We talk a lot, about movies and music, we have a lot of the same tastes. What really worried me was how attached to her I was getting. She's cute and funny and everything, but with everything between me and Alia I know I'm just off-limits.

So that kept me from getting too close to her. Until a couple weeks ago, when she had her 19th birthday party (oh, so young...) and pretty much demanded I appear. I did and by the end of the night, it was just me and her drinking on her couch. In another lifetime, there would've been nothing to stop me.
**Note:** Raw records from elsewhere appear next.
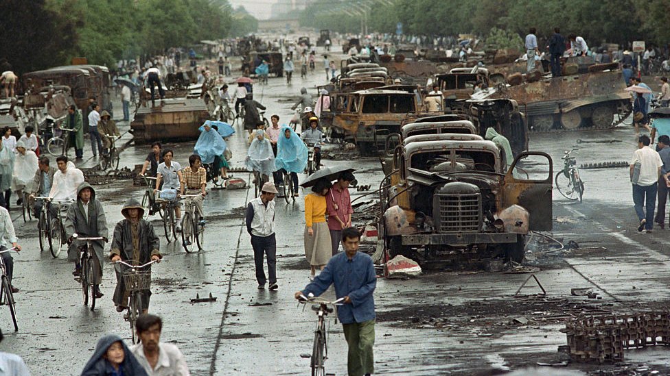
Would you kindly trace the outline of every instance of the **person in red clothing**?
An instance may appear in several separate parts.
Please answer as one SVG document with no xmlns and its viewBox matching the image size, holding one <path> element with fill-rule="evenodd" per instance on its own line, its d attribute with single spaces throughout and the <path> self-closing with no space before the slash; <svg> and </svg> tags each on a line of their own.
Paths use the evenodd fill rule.
<svg viewBox="0 0 670 376">
<path fill-rule="evenodd" d="M 349 195 L 349 185 L 354 181 L 354 174 L 343 171 L 338 177 L 337 182 L 328 190 L 325 197 L 326 212 L 328 214 L 328 229 L 333 246 L 333 255 L 337 254 L 342 238 L 342 229 L 351 227 L 351 197 Z"/>
</svg>

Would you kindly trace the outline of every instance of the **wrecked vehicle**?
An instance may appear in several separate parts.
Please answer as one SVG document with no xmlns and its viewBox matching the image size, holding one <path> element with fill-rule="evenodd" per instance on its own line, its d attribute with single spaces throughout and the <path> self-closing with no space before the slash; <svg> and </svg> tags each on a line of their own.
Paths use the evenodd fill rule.
<svg viewBox="0 0 670 376">
<path fill-rule="evenodd" d="M 491 141 L 432 137 L 400 145 L 382 182 L 378 228 L 387 260 L 457 268 L 520 262 L 525 236 L 552 227 L 551 158 L 524 152 L 507 170 Z"/>
</svg>

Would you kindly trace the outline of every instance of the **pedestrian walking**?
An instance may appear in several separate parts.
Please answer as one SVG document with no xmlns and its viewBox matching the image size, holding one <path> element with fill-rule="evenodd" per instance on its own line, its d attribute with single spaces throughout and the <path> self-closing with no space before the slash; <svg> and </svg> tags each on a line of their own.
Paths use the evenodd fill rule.
<svg viewBox="0 0 670 376">
<path fill-rule="evenodd" d="M 535 27 L 531 27 L 526 36 L 526 56 L 528 58 L 527 71 L 535 69 L 535 57 L 539 51 L 538 50 L 538 37 L 535 35 Z"/>
<path fill-rule="evenodd" d="M 190 376 L 184 354 L 172 343 L 161 342 L 163 320 L 153 314 L 142 314 L 135 321 L 140 343 L 130 346 L 130 352 L 148 376 Z"/>
<path fill-rule="evenodd" d="M 561 76 L 561 58 L 565 53 L 565 38 L 561 35 L 561 29 L 554 27 L 554 34 L 549 39 L 549 54 L 551 64 L 551 77 Z"/>
<path fill-rule="evenodd" d="M 82 376 L 147 376 L 124 340 L 116 334 L 103 336 L 95 351 L 82 371 Z"/>
<path fill-rule="evenodd" d="M 98 123 L 100 121 L 100 105 L 93 103 L 93 110 L 89 114 L 89 136 L 91 137 L 91 151 L 93 156 L 97 156 L 97 153 L 102 153 L 102 138 L 97 129 Z M 95 145 L 97 144 L 96 151 Z"/>
<path fill-rule="evenodd" d="M 640 221 L 638 231 L 646 229 L 647 234 L 651 233 L 654 228 L 654 210 L 656 203 L 658 179 L 663 167 L 660 156 L 649 147 L 650 143 L 648 136 L 640 136 L 638 139 L 638 149 L 633 153 L 630 160 L 633 203 Z"/>
<path fill-rule="evenodd" d="M 3 253 L 4 254 L 4 253 Z M 0 342 L 4 336 L 0 330 Z M 2 374 L 8 375 L 30 376 L 30 371 L 21 357 L 10 353 L 0 351 L 0 364 L 2 364 Z"/>
<path fill-rule="evenodd" d="M 326 209 L 328 213 L 328 230 L 332 245 L 332 255 L 338 253 L 342 229 L 351 227 L 351 197 L 349 194 L 349 186 L 354 179 L 354 174 L 343 171 L 337 181 L 328 190 L 325 197 Z"/>
<path fill-rule="evenodd" d="M 656 210 L 656 216 L 654 221 L 658 224 L 658 227 L 665 228 L 665 204 L 670 193 L 670 137 L 662 135 L 658 137 L 658 156 L 663 162 L 660 168 L 660 177 L 658 178 L 658 207 Z"/>
<path fill-rule="evenodd" d="M 277 239 L 275 236 L 275 195 L 277 188 L 270 181 L 263 184 L 261 195 L 249 201 L 246 205 L 246 231 L 251 236 L 253 261 L 256 267 L 258 289 L 265 288 L 268 279 L 263 268 L 264 256 L 267 258 L 268 277 L 272 291 L 277 284 Z"/>
<path fill-rule="evenodd" d="M 668 77 L 662 77 L 660 80 L 663 84 L 660 86 L 660 96 L 659 99 L 660 100 L 661 107 L 668 107 L 669 103 L 670 103 L 670 84 L 668 84 Z"/>
<path fill-rule="evenodd" d="M 316 268 L 323 270 L 332 256 L 330 231 L 325 222 L 325 196 L 332 186 L 327 180 L 317 180 L 312 187 L 312 193 L 305 197 L 305 257 L 310 262 L 312 279 Z"/>
<path fill-rule="evenodd" d="M 358 252 L 360 233 L 353 227 L 342 231 L 345 251 L 333 256 L 314 280 L 302 291 L 294 294 L 297 299 L 310 294 L 319 296 L 335 285 L 335 295 L 344 298 L 337 310 L 337 317 L 349 347 L 347 368 L 349 376 L 374 373 L 375 301 L 377 286 L 372 258 Z"/>
</svg>

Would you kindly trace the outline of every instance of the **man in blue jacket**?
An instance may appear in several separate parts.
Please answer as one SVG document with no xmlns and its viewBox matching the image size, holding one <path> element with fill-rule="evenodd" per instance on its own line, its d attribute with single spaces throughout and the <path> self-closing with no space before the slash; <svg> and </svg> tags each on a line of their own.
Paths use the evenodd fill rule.
<svg viewBox="0 0 670 376">
<path fill-rule="evenodd" d="M 338 299 L 344 298 L 344 305 L 338 308 L 337 316 L 349 346 L 347 364 L 349 376 L 374 373 L 375 301 L 372 294 L 377 276 L 372 258 L 358 251 L 360 241 L 358 230 L 354 227 L 343 229 L 345 251 L 331 258 L 314 281 L 295 293 L 297 299 L 310 293 L 318 297 L 335 284 L 335 295 Z"/>
</svg>

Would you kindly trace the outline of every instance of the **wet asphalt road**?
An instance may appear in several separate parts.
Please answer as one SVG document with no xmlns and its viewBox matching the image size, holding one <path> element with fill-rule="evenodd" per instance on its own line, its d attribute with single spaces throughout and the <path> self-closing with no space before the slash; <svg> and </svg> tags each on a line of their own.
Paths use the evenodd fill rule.
<svg viewBox="0 0 670 376">
<path fill-rule="evenodd" d="M 268 106 L 268 117 L 277 113 L 282 118 L 280 123 L 288 123 L 292 103 L 287 97 L 297 97 L 303 82 L 313 88 L 323 80 L 318 70 L 304 82 L 294 78 L 289 88 L 283 79 L 270 79 L 266 87 L 255 86 L 256 99 Z M 124 139 L 128 137 L 126 134 Z M 229 142 L 233 166 L 243 165 L 246 138 L 244 132 L 238 131 Z M 599 142 L 578 144 L 578 138 Z M 603 142 L 608 140 L 619 142 Z M 193 145 L 169 147 L 174 150 L 175 160 L 185 165 Z M 586 162 L 625 161 L 636 148 L 632 129 L 624 126 L 601 132 L 534 134 L 530 145 L 531 149 L 548 153 L 555 169 L 561 168 L 564 149 L 577 147 L 578 162 Z M 84 153 L 90 155 L 88 147 Z M 122 165 L 132 168 L 141 163 L 148 149 L 130 145 L 122 154 Z M 91 163 L 85 160 L 82 166 Z M 361 184 L 374 187 L 382 178 L 375 158 L 342 158 L 324 164 L 355 165 L 366 171 L 357 174 Z M 583 203 L 568 202 L 554 190 L 553 236 L 564 242 L 605 247 L 605 251 L 557 258 L 535 273 L 548 292 L 544 302 L 540 298 L 512 297 L 527 274 L 430 272 L 409 281 L 380 279 L 375 294 L 379 314 L 375 347 L 378 373 L 468 375 L 516 369 L 538 361 L 555 362 L 557 347 L 566 344 L 565 334 L 559 331 L 564 324 L 538 318 L 562 310 L 577 314 L 579 309 L 569 307 L 584 303 L 615 312 L 667 306 L 670 296 L 667 230 L 651 234 L 636 231 L 625 168 L 581 173 L 586 187 Z M 235 175 L 249 180 L 249 174 Z M 140 199 L 144 192 L 132 186 L 130 179 L 95 188 L 111 231 L 122 219 L 123 202 L 130 197 Z M 352 192 L 354 197 L 357 194 Z M 192 375 L 309 373 L 309 359 L 301 354 L 311 351 L 316 315 L 297 307 L 292 299 L 293 292 L 308 282 L 309 273 L 302 242 L 303 194 L 294 203 L 277 201 L 277 292 L 256 289 L 253 252 L 243 224 L 243 209 L 253 195 L 253 189 L 211 191 L 205 201 L 209 221 L 202 252 L 187 254 L 180 245 L 168 244 L 161 223 L 153 218 L 164 261 L 153 269 L 150 311 L 163 318 L 161 339 L 180 347 Z M 48 252 L 41 253 L 35 221 L 24 224 L 19 210 L 10 213 L 24 249 L 14 255 L 14 283 L 21 288 L 16 294 L 20 328 L 17 333 L 11 331 L 8 310 L 0 308 L 0 327 L 5 335 L 0 349 L 23 356 L 33 375 L 78 375 L 103 334 L 130 338 L 128 324 L 111 303 L 115 283 L 112 266 L 104 266 L 102 290 L 105 296 L 91 312 L 82 305 L 65 252 L 58 259 Z M 592 287 L 603 299 L 570 297 L 570 289 L 575 287 Z M 216 302 L 189 302 L 196 294 L 209 293 L 217 297 Z M 332 291 L 327 294 L 332 296 Z M 568 308 L 559 309 L 558 302 Z M 509 325 L 511 318 L 519 316 L 529 318 L 529 323 Z M 431 318 L 443 319 L 444 325 L 434 325 Z M 346 344 L 340 326 L 332 320 L 330 324 L 327 369 L 345 375 Z M 667 362 L 667 357 L 658 351 L 630 351 L 626 356 L 651 369 L 665 369 Z"/>
</svg>

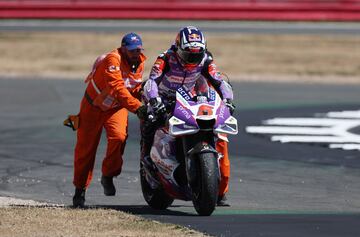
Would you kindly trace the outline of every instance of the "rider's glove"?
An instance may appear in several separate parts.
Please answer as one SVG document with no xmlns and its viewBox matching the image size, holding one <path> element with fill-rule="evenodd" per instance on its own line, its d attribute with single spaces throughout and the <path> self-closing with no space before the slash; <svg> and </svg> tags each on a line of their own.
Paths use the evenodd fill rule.
<svg viewBox="0 0 360 237">
<path fill-rule="evenodd" d="M 136 115 L 138 116 L 138 118 L 140 120 L 145 120 L 146 116 L 147 116 L 147 107 L 146 105 L 141 105 L 137 110 L 136 110 Z"/>
<path fill-rule="evenodd" d="M 166 113 L 166 108 L 164 103 L 161 101 L 160 97 L 151 98 L 149 100 L 152 112 L 156 117 L 163 116 Z"/>
<path fill-rule="evenodd" d="M 230 99 L 225 99 L 224 102 L 225 102 L 225 105 L 229 108 L 230 114 L 233 115 L 236 106 L 234 105 L 234 103 L 232 102 L 232 100 L 230 100 Z"/>
</svg>

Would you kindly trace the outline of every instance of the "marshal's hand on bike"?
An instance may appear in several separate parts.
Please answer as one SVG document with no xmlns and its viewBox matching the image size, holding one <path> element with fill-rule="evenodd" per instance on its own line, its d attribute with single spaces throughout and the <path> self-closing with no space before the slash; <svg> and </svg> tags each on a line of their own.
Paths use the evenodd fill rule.
<svg viewBox="0 0 360 237">
<path fill-rule="evenodd" d="M 229 108 L 230 114 L 233 115 L 236 108 L 235 104 L 230 99 L 225 99 L 224 102 L 226 107 Z"/>
<path fill-rule="evenodd" d="M 161 101 L 160 97 L 157 98 L 151 98 L 149 100 L 151 110 L 155 117 L 161 117 L 166 114 L 166 107 L 164 103 Z"/>
</svg>

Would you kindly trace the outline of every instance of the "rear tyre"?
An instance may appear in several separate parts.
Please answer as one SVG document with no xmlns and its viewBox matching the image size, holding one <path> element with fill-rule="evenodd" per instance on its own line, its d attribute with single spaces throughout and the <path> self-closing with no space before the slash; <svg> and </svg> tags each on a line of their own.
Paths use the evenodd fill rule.
<svg viewBox="0 0 360 237">
<path fill-rule="evenodd" d="M 167 195 L 162 187 L 152 189 L 145 177 L 145 170 L 140 164 L 140 183 L 141 190 L 147 204 L 157 210 L 165 210 L 174 201 L 172 197 Z"/>
<path fill-rule="evenodd" d="M 193 204 L 201 216 L 210 216 L 215 210 L 219 190 L 219 169 L 214 153 L 198 157 L 198 175 L 193 187 Z"/>
</svg>

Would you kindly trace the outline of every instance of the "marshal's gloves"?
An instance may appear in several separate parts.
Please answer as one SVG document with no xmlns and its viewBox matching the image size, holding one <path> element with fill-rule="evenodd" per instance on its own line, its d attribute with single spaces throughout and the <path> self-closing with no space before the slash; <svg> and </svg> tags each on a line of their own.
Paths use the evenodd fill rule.
<svg viewBox="0 0 360 237">
<path fill-rule="evenodd" d="M 236 106 L 234 105 L 234 103 L 232 102 L 232 100 L 230 100 L 230 99 L 225 99 L 225 100 L 224 100 L 224 103 L 225 103 L 226 107 L 229 108 L 230 114 L 233 115 Z"/>
<path fill-rule="evenodd" d="M 154 113 L 155 117 L 162 117 L 166 113 L 166 108 L 164 103 L 161 101 L 160 97 L 151 98 L 149 100 L 151 110 Z"/>
<path fill-rule="evenodd" d="M 145 120 L 146 116 L 147 116 L 147 107 L 146 105 L 141 105 L 137 110 L 136 110 L 136 115 L 138 116 L 138 118 L 140 120 Z"/>
</svg>

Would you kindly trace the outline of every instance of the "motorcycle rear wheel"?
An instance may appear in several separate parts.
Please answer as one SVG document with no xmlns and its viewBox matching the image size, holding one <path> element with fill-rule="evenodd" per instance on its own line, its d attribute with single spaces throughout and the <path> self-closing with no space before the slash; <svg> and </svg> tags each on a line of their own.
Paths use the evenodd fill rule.
<svg viewBox="0 0 360 237">
<path fill-rule="evenodd" d="M 165 210 L 173 202 L 174 199 L 166 194 L 162 187 L 157 189 L 151 188 L 145 177 L 145 170 L 140 164 L 140 183 L 143 197 L 147 204 L 157 210 Z"/>
<path fill-rule="evenodd" d="M 201 216 L 210 216 L 216 207 L 219 190 L 219 169 L 214 153 L 202 153 L 198 157 L 198 175 L 193 188 L 193 204 Z"/>
</svg>

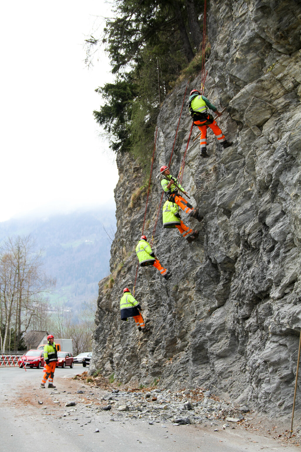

Only a few years ago, an opportunity like that couldn't have come up without me making the most of it, and I was sure she'd go along with it. This includes a certain percentage of the time I was with Alia, back when I was a cheating bastard. But I'm not that anymore.

So we begin to drunkenly converse, and she asks me why, if I'm as great a guy as she thinks I am, am I single and lonely?

I make up a story on the spot -- a half-truth -- about how I have this "long-distance thing" going on, and I'm just waiting for the right time for her and I to be together, and all this semi-romantic BS. It was in that moment, being as honest as I can be with another person, that I finally put into words how much she means to me, and how much it would mean for her to come back to Toronto and for us to get on with our lives.

And I just keep going, and I spill out all my insecurities, my frustrations, my fears that it won't work out between the two of us and I'll be left with nothing. And she just listens and takes it all in, and when I'm done, she thinks about it for a while before saying, "Well, you know what? Even if it all crashes down on you, you can start building it up again, you know? That's what you've gotta do."

and that was that. Suddenly, I felt like I was really connecting to someone completely independent of the Inn and everything else, getting back to being a person. No sex, no drama, just... a good friend.

So anyway, I thought I'd share that. Maybe you'll understand why moments like those are important, or maybe I'm just rambling.